Voor iedereen die meer wil weten over mediawijsheid, maar vooral voor iedereen die met concreet lesmateriaal over mediawijsheid aan de slag wil, is dit boek een aanrader!

Het boek is onder andere bij Bol.com te bestellen: http://www.bol.com/nl/p/mediawijsheid-in-de-klas/9200000045321602



vrijdag 19 juni 2015

Interview: Ramon Wieleman

Vrijdag 5 juni verzorgde Ramon Wieleman een prachtige workshop over de Raspberry Pi (klik hier voor mijn blogpost hierover). Naar aanleiding van deze workshop en de ontwikkelingen op het gebied van programmeren in het onderwijs heb ik Ramon geïnterviewd.

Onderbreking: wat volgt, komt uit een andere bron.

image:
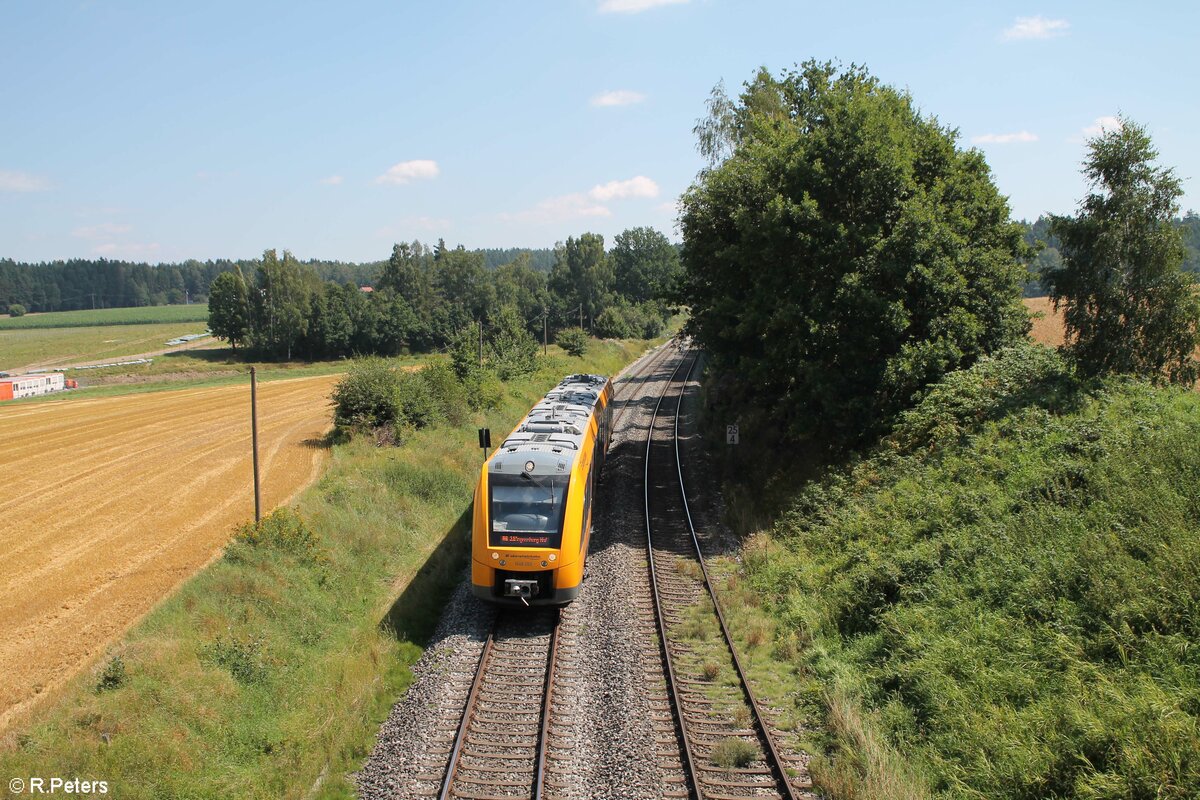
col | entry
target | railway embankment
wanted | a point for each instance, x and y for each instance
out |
(268, 673)
(997, 600)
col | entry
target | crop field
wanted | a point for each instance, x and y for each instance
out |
(91, 318)
(1048, 329)
(51, 347)
(111, 503)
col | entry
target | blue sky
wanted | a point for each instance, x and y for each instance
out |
(157, 131)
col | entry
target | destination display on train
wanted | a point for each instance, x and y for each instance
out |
(526, 540)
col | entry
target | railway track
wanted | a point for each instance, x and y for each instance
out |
(504, 734)
(726, 749)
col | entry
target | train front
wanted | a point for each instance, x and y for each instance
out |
(523, 506)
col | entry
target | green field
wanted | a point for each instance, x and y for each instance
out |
(141, 316)
(51, 347)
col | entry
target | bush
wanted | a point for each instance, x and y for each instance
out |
(241, 656)
(282, 530)
(449, 392)
(112, 675)
(415, 402)
(733, 753)
(612, 324)
(484, 390)
(513, 350)
(574, 341)
(366, 396)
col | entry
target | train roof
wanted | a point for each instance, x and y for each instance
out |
(551, 434)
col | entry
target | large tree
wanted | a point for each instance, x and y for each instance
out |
(646, 264)
(1127, 305)
(229, 307)
(581, 278)
(845, 254)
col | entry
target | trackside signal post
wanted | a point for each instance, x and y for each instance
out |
(485, 440)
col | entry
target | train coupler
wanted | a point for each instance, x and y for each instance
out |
(521, 589)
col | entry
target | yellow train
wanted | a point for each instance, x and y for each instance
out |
(533, 504)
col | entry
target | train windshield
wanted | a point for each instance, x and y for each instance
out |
(527, 511)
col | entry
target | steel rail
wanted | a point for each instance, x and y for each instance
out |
(777, 762)
(537, 789)
(676, 703)
(539, 781)
(640, 376)
(468, 710)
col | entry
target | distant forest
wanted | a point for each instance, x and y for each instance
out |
(102, 283)
(1037, 234)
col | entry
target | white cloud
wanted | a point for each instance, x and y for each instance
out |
(618, 97)
(1101, 125)
(409, 170)
(1020, 137)
(634, 6)
(102, 230)
(639, 186)
(1035, 28)
(12, 181)
(559, 209)
(131, 251)
(406, 226)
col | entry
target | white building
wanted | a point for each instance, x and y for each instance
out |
(30, 385)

Wie ben je en waar houd je je zoal mee bezig?
Mijn naam is Ramon Wieleman en ik ben de bedenker van de Bendoo Box. De Bendoo Box is een compleet pakket om kinderen op een leuke en interactieve manier bekend te maken met de fun van technologie en programmeren. De Bendoo Box is gebouwd rondom de Raspberry Pi. De Raspberry Pi is een erg goedkope mini-computer op creditcard-formaat. De Bendoo Box levert een compleet pakket naast de Raspberry Pi, waaronder een uitgebreide handleiding, die kinderen leert programmeren, websites bouwen en die hun creativiteit prikkelt. Zo gaan ze zelf gave Pi-projecten gaan maken. Al het lesmateriaal over programmeren wordt door de Bendoo Kids uitgevoerd in coole programma's, zoals Minecraft en Scratch.

Naast de bedenker van de Bendoo Box ben ik ook de uitgever van Vives Magazine (vakblad over onderwijsinnovatie en ict), Linux Magazine (alles over open source) en Java Magazine (het tijdschrift voor de onafhankelijke Java-professional). Precies op het punt waar deze drie bladen raakvlakken hebben, daar is de Bendoo Box ontstaan. De leuke hobbyprojecten van de echte programmeurs heb ik vertaald naar coole projecten voor kinderen.

Tevens organiseer ik voor bovenstaande merken ook beurzen en events. Denk hierbij bijvoorbeeld aan de IPON (Innovatief Platform Onderwijs Nederland), J-Fall (Java-beurs) en IoT Developers Day.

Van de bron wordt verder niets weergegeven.